Friday 19 May 2023

Don’t take your data source at face value if your analysis is to be credible!

Sarah Thelwall

People are often surprised when we say ‘you can’t just take the data in its raw form!’. They are also surprised by just how much work we put into cleaning, tidying, and indeed correcting of data. This is because we bring in data from raw feeds such as the API from the Charity Commission, the feed from 360Giving or the ixbrl data from Companies House.

These data sources behave very differently to say the Index of Multiple Deprivation (IMD), population data, postcode data or other national data set produced by the Office of National Statistics (ONS). The ONS is responsible for producing a wide variety of datasets which are used widely by central and local government as well as by an assortment of consultancies, Arms Length Bodies (ALBs), agencies and membership organisations. The fact that they are produced for public sector purposes is the key point here. They have to be accurate if they are used to inform national policy or track national metrics. There is a reason the national census takes a while to publish in that it is not a raw feed of people’s responses it is reviewed by experts before being published in a static dataset.

In contrast the data sources which are made publicly available by the likes of the Charity Commission are not checked, corrected or edited in the same way. There is a legal responsibility on behalf of the charities which submit the data that it be accurate but whole areas of the data rely on a set of recommendations for how to report and there is no guarantee that these recommendations have been followed consistently by the hundreds of thousands of charities who submit data.

All data sources are not equal in their quality!

It matters therefore that if you are going to use one of these data sources that you understand its flaws, limitations and sources of error and establish processes to check for errors, record any corrections separately to the original data and work up sets of necessary exclusions along with your estimate of what difference this makes in the way you use the data source. If you do not do this what you will have frankly is junk.

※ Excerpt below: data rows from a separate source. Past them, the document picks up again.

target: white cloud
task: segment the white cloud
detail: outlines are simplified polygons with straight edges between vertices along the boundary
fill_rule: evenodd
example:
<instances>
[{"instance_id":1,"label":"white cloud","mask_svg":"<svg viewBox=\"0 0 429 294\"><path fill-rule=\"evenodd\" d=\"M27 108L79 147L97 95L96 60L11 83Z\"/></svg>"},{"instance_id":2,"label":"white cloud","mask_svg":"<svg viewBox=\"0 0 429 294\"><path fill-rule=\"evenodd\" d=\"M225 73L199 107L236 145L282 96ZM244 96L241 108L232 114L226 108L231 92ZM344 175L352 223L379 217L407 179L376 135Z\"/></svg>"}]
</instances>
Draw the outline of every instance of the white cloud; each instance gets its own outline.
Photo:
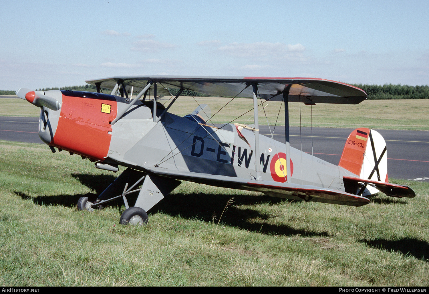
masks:
<instances>
[{"instance_id":1,"label":"white cloud","mask_svg":"<svg viewBox=\"0 0 429 294\"><path fill-rule=\"evenodd\" d=\"M137 36L137 37L139 39L153 39L155 37L155 35L152 35L152 34L146 33L144 35L140 35L140 36Z\"/></svg>"},{"instance_id":2,"label":"white cloud","mask_svg":"<svg viewBox=\"0 0 429 294\"><path fill-rule=\"evenodd\" d=\"M90 66L88 64L87 64L85 63L76 63L74 64L72 64L72 65L74 65L76 67L89 67Z\"/></svg>"},{"instance_id":3,"label":"white cloud","mask_svg":"<svg viewBox=\"0 0 429 294\"><path fill-rule=\"evenodd\" d=\"M217 50L236 57L257 58L265 56L283 58L302 57L305 47L299 43L292 45L283 43L255 42L231 43L218 48Z\"/></svg>"},{"instance_id":4,"label":"white cloud","mask_svg":"<svg viewBox=\"0 0 429 294\"><path fill-rule=\"evenodd\" d=\"M268 65L259 65L258 64L246 64L241 68L244 70L258 70L265 67L268 67Z\"/></svg>"},{"instance_id":5,"label":"white cloud","mask_svg":"<svg viewBox=\"0 0 429 294\"><path fill-rule=\"evenodd\" d=\"M131 64L128 63L105 62L100 64L100 66L103 67L115 67L117 68L131 68L133 67L141 67L139 64Z\"/></svg>"},{"instance_id":6,"label":"white cloud","mask_svg":"<svg viewBox=\"0 0 429 294\"><path fill-rule=\"evenodd\" d=\"M219 40L210 40L208 41L202 41L200 42L198 42L196 43L196 45L199 46L216 47L216 46L219 46L221 45L221 42Z\"/></svg>"},{"instance_id":7,"label":"white cloud","mask_svg":"<svg viewBox=\"0 0 429 294\"><path fill-rule=\"evenodd\" d=\"M106 35L107 36L130 36L131 34L129 33L119 33L115 30L106 30L103 32L101 32L101 33L103 35Z\"/></svg>"},{"instance_id":8,"label":"white cloud","mask_svg":"<svg viewBox=\"0 0 429 294\"><path fill-rule=\"evenodd\" d=\"M332 53L339 53L341 52L346 52L345 49L343 49L342 48L339 48L338 49L334 49L334 50L332 52Z\"/></svg>"},{"instance_id":9,"label":"white cloud","mask_svg":"<svg viewBox=\"0 0 429 294\"><path fill-rule=\"evenodd\" d=\"M133 43L134 46L131 48L133 51L155 52L162 49L174 49L178 46L169 43L160 42L151 39L142 39Z\"/></svg>"}]
</instances>

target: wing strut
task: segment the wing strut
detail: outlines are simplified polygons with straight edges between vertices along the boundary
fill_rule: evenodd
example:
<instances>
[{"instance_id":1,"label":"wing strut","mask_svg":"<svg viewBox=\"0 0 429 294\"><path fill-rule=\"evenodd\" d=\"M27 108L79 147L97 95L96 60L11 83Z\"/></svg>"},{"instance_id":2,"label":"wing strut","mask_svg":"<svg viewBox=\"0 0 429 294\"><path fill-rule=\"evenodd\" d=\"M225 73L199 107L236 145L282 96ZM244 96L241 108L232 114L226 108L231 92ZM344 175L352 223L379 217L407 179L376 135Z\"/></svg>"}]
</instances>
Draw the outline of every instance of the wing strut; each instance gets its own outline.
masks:
<instances>
[{"instance_id":1,"label":"wing strut","mask_svg":"<svg viewBox=\"0 0 429 294\"><path fill-rule=\"evenodd\" d=\"M142 90L141 91L140 91L140 92L139 94L138 95L137 95L137 96L136 97L136 98L135 98L134 99L133 99L132 101L131 101L131 102L130 103L130 104L128 104L128 107L127 107L127 108L126 108L125 109L124 109L123 110L122 110L122 111L121 112L121 113L120 114L119 114L119 115L118 115L116 116L116 118L113 120L113 121L112 122L112 123L111 124L113 125L114 124L115 124L115 123L117 121L118 121L119 120L119 119L120 119L121 117L122 117L122 116L124 115L124 114L125 114L125 112L126 112L127 111L128 111L128 110L130 108L131 108L131 107L132 106L133 106L133 105L134 105L134 103L136 103L136 102L137 102L137 101L139 99L139 98L140 98L140 97L142 97L142 95L143 95L145 93L145 92L146 92L146 91L148 89L151 87L151 85L152 85L152 84L153 82L153 82L153 81L149 81L149 82L148 83L148 85L146 85L146 87L145 87L145 88L143 90ZM118 84L117 84L116 85L117 85ZM116 86L115 86L115 88L118 88L118 87L116 87ZM112 91L112 92L114 92L114 91ZM113 94L112 94L112 95L113 95ZM155 105L156 106L156 104L155 104ZM155 110L156 110L156 109L155 109ZM156 113L156 112L155 112L155 113Z\"/></svg>"},{"instance_id":2,"label":"wing strut","mask_svg":"<svg viewBox=\"0 0 429 294\"><path fill-rule=\"evenodd\" d=\"M260 180L262 179L262 174L261 173L260 163L257 160L259 156L259 120L258 117L258 98L256 97L256 93L258 91L258 84L252 83L252 87L253 88L253 114L255 119L255 129L254 131L255 133L255 156L256 159L256 179ZM263 106L262 106L263 107Z\"/></svg>"},{"instance_id":3,"label":"wing strut","mask_svg":"<svg viewBox=\"0 0 429 294\"><path fill-rule=\"evenodd\" d=\"M292 174L290 172L290 140L289 139L289 90L292 84L286 87L283 91L283 100L284 101L284 131L286 139L286 175L289 175L289 179L286 177L286 182L290 182Z\"/></svg>"},{"instance_id":4,"label":"wing strut","mask_svg":"<svg viewBox=\"0 0 429 294\"><path fill-rule=\"evenodd\" d=\"M159 117L157 118L157 121L155 122L156 122L157 124L158 122L161 120L161 118L162 118L162 117L164 116L164 115L165 114L167 111L168 111L170 107L171 106L173 105L173 103L174 103L174 102L176 101L176 100L177 99L178 97L180 96L180 94L182 94L182 92L184 90L184 89L183 88L180 88L180 90L179 90L179 91L177 92L177 94L176 94L176 97L175 97L174 99L173 99L172 101L170 103L170 104L168 105L168 106L167 106L167 108L166 108L164 110L164 111L163 112L163 113L161 114L161 115L159 116Z\"/></svg>"}]
</instances>

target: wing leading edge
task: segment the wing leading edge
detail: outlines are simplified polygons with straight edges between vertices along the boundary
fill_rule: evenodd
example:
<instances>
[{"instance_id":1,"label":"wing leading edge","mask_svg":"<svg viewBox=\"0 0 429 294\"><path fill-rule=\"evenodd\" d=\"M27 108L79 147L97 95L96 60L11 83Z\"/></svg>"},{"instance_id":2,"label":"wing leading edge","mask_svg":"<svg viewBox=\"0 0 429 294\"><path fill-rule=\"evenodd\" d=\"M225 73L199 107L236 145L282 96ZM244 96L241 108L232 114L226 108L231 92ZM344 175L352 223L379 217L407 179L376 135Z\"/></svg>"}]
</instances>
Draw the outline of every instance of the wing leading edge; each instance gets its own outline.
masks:
<instances>
[{"instance_id":1,"label":"wing leading edge","mask_svg":"<svg viewBox=\"0 0 429 294\"><path fill-rule=\"evenodd\" d=\"M234 177L174 170L162 167L149 167L147 171L160 176L205 184L211 186L262 192L274 197L360 206L369 200L345 192L315 186L275 182L249 180Z\"/></svg>"},{"instance_id":2,"label":"wing leading edge","mask_svg":"<svg viewBox=\"0 0 429 294\"><path fill-rule=\"evenodd\" d=\"M118 76L88 80L91 85L111 90L123 84L130 92L144 88L150 81L158 83L157 94L169 95L169 89L183 88L210 96L253 97L252 83L258 85L260 97L272 101L283 99L282 93L289 94L289 101L309 103L356 104L366 100L366 93L353 86L335 81L313 78L193 76Z\"/></svg>"}]
</instances>

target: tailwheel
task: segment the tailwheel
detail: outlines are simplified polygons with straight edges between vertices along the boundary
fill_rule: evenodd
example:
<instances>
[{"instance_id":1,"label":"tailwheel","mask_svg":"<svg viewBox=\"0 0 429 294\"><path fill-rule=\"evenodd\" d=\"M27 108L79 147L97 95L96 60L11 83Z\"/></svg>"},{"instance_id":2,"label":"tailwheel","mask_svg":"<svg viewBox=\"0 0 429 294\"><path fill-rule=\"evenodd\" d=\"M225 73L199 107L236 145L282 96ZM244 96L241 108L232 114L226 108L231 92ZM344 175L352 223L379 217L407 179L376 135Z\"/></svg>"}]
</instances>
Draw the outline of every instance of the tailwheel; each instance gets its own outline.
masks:
<instances>
[{"instance_id":1,"label":"tailwheel","mask_svg":"<svg viewBox=\"0 0 429 294\"><path fill-rule=\"evenodd\" d=\"M125 209L121 216L119 223L141 226L147 224L148 221L149 217L146 212L143 209L135 206Z\"/></svg>"},{"instance_id":2,"label":"tailwheel","mask_svg":"<svg viewBox=\"0 0 429 294\"><path fill-rule=\"evenodd\" d=\"M94 211L94 209L91 206L94 203L97 198L97 195L92 193L88 193L85 196L81 197L78 200L78 210Z\"/></svg>"}]
</instances>

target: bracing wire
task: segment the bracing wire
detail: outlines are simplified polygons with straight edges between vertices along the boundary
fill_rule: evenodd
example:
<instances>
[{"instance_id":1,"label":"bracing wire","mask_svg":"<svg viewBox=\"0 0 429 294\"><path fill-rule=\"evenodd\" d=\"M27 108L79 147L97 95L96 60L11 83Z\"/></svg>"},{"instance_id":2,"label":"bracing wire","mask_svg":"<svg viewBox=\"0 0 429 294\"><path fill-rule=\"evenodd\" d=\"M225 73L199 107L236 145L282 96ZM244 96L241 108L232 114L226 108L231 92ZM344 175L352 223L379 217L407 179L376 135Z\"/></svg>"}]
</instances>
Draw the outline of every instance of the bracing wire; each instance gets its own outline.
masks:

As an example if you based in England or Wales and want to look at the size and scale of non-profits in your local authority area there are three sources of lists of registered non profits – Companies House, the Mutuals Register and the Charity Commission for England and Wales. Once you’ve combined and de-duplicated the lists from these sources you will need to consider whether to include or exclude the following:

Grant making organisations - you’ll exclude them if you want total turnover as to include them is to effectlvely double count the income
Academy schools, private schools, education trusts attached to either of these types of schools, universities & colleges– do you consider these to be part of the VCSE sector? The largest 400 private schools have a combined turnover of £7bn, and there are plenty of universities whose annual turnover exceeds £100m so again if it is turnover of a sector or numbers of employees you are interested in these make a big difference to your answers.
Right to Manage (RTM) domestic property organisations usually set up to manage ownership of a freehold of a building such as a block of flats where there are multiple lease holders – do you consider these to be part of the VCSE sector? (usually not)
Large non-profits which are based at one registered address but which operate across a larger geographic area than a single local authority eg. The National Trust. If you include them in data on the turnover of the non-profit sector in your area you’ll have an inflated figure vs. the activity which is actually occurring in your area.

There are decisions like this to be taken with all of the data points in any raw data feed and of course if you are going to use the data more than once you need to keep a record of the decisions you have made so that you can replicate them when you update the data.

We suggest that is it not reasonable to expect a data publisher to ensure accuracy, completeness and consistency for all the data they publish especially if you are using the data for purposes other than those for which it was collected. The onus is on the data user to learn the limits of the data. On the other hand it is reasonable to expect to be able to talk to a data publisher about where they set their limits of their responsibility and what that means for you as a data user.

There is a great deal of valuable data in these data sources and it is brilliant that they are publicly available. Let’s be clear however, they are not very accessible by comparison to the sorts of datasets produced by ONS so if you are going to use them it will take skill and good processes and this means you will incur both time costs and data management costs.

If you don’t make these efforts to improve the data before you rely on it then what you risk is creating a situation where people read your results, don’t believe them, do a little digging and point out the flaws in the data and have a reason to disregard all the work that relies upon them. This turns people off data and its uses and that’s not helpful, but if you have data that is little better than junk then it shouldn’t be relied on should it?